ベートーヴェン:

ピアノ協奏曲第3番ハ短調作品37

 

ウラディーミル・アシュケナージ(ピアノ)

ゲオルグ・ショルティ指揮

シカゴ交響楽団

(1972,LONDON)

 

 

週末である。午前まで仕事をしていたが、今週末に聴く第1弾アルバムは、アシュケナージのピアノ独奏によるベートーヴェン作曲、ピアノ協奏曲第3番だ。ベートーヴェンの5曲あるピアノ協奏曲のうちで、どれが一番好き? と聞かれたら、迷わず3番と答える。

 

今月19日にも、ある音大オケによる同曲の演奏を聴く予定だ。

 

のっけからキレ味鋭く、ザックザックとリズムを切り込んでいく演奏で、さすがはショルティ! と期待をけっして裏切らない巨匠性に拍手を送る。

 

当盤のライナーノーツ(記:渡辺学而)にもあるように、アシュケナージの特長は「自然さ」「至極当たり前の演奏」であると言われるが、本当にそうならデッカ/ロンドンのアーティストで良かったのではないかと僕は思う。
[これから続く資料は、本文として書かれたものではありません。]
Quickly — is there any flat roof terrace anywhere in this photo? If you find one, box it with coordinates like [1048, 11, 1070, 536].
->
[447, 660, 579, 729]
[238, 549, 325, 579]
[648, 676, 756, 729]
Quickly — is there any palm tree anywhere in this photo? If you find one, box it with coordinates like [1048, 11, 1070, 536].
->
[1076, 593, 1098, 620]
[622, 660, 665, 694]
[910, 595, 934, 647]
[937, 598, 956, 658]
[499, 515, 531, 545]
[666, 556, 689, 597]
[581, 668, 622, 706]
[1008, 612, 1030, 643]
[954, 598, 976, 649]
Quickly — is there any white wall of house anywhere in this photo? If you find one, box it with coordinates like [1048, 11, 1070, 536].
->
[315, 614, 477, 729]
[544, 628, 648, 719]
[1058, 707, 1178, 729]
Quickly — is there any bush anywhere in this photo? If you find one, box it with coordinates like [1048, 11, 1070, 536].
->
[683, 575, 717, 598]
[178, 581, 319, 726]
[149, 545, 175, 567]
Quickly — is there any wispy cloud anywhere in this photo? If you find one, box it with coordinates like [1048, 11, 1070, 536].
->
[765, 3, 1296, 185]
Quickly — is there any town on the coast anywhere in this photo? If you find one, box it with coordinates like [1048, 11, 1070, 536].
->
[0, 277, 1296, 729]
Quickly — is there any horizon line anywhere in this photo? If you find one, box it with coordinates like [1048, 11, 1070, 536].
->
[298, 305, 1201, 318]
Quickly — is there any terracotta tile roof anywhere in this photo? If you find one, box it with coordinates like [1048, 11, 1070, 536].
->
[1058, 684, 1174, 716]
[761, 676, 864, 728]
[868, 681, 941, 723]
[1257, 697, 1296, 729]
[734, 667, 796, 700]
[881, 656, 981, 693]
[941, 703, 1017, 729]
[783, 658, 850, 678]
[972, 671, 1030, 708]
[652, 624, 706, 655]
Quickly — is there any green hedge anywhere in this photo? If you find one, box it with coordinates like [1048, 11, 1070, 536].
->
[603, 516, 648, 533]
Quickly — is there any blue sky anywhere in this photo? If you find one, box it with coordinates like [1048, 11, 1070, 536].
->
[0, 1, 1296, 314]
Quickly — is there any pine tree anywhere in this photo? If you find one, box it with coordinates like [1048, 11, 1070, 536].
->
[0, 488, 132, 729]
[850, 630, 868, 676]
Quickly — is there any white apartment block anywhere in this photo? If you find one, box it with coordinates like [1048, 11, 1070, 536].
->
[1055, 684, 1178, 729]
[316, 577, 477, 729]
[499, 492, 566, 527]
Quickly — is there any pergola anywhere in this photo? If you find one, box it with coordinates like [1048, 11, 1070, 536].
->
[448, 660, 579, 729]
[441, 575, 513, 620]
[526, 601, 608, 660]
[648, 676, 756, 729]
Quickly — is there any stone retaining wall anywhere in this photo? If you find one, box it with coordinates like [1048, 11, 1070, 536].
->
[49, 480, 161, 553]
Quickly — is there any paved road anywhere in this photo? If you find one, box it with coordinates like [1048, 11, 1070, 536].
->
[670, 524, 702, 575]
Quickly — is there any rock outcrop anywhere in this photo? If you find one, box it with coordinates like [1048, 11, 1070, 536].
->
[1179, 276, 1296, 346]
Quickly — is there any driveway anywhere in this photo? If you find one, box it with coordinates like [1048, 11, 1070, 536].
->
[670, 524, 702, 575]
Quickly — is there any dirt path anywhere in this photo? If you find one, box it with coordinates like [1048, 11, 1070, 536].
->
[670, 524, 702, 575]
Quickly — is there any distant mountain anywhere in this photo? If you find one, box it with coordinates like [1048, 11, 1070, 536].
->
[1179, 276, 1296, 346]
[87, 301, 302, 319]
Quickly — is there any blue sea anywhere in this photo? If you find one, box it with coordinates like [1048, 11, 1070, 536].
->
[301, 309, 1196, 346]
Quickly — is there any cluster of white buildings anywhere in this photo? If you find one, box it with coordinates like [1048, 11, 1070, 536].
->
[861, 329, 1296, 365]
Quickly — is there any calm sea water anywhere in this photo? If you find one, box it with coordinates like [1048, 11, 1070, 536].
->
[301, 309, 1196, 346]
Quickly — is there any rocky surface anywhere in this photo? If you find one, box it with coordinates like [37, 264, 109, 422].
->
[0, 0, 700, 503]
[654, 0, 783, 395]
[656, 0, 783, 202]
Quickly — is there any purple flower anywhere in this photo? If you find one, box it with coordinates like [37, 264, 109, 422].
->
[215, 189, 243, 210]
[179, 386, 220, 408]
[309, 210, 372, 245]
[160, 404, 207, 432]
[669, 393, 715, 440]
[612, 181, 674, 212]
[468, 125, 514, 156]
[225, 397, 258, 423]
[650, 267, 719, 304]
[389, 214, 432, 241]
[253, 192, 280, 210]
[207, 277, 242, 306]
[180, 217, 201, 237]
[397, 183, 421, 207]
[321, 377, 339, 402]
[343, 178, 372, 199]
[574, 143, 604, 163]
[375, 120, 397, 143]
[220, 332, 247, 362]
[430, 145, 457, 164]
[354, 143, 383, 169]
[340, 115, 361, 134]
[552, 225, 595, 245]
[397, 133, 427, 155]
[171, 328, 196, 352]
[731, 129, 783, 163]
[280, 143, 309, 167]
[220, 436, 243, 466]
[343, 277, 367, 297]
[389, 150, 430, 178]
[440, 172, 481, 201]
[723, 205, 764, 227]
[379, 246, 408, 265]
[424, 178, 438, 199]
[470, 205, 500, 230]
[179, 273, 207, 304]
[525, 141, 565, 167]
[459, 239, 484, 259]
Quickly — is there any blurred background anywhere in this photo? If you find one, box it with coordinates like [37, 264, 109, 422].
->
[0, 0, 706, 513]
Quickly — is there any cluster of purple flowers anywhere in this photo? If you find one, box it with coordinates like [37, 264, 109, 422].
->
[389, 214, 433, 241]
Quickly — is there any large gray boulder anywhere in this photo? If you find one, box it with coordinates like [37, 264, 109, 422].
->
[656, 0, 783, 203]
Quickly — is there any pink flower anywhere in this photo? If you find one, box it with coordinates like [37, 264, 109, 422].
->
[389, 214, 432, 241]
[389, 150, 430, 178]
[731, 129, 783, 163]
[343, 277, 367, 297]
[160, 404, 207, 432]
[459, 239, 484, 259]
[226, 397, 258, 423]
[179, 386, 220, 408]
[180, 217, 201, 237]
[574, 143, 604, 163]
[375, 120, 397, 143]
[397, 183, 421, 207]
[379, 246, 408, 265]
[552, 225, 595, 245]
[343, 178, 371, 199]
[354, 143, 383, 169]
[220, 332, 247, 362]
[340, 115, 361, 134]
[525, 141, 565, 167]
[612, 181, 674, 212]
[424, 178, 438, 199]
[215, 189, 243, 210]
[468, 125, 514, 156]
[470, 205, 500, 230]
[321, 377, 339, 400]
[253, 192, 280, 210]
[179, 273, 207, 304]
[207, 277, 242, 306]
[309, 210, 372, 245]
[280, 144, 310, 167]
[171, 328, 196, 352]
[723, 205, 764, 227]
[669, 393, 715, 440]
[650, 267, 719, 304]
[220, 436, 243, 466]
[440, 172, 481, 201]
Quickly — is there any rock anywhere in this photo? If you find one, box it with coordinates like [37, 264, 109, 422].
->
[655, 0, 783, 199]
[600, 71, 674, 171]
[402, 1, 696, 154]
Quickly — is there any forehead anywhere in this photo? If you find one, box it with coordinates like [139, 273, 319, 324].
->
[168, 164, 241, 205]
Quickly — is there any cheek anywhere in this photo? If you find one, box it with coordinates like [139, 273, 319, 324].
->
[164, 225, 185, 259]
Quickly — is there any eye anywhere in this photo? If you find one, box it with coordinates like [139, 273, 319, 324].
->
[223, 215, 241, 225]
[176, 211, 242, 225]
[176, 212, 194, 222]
同社の録音では、実際の演奏に透明感と煌めきが加味されるはずだからだ。

 

僕は、このレコードでアシュケナージを初めて聴いたなら、「至極当たり前の演奏」をするピアニストだなんて、けっして思わないだろう。

 

速いテンポで進む両端楽章では、カミソリのような切れ味を感じるし、装飾音符も、弾いているのかいないのか分からないほどに軽快だ。

 

全体としてはゲオルグ・ショルティとシカゴ交響楽団の音楽になってしまっているのは仕方がないだろう。

 

CDで持っている「ゼルキン&小澤/ボストン響」の全集盤に比べると、柔らかさや優しさに欠ける部分が多くて、刺々しくうるさいイメージがつきまとうが、十分に個性的だと思う。

 

「味気なーし」なんて言わせないぞ。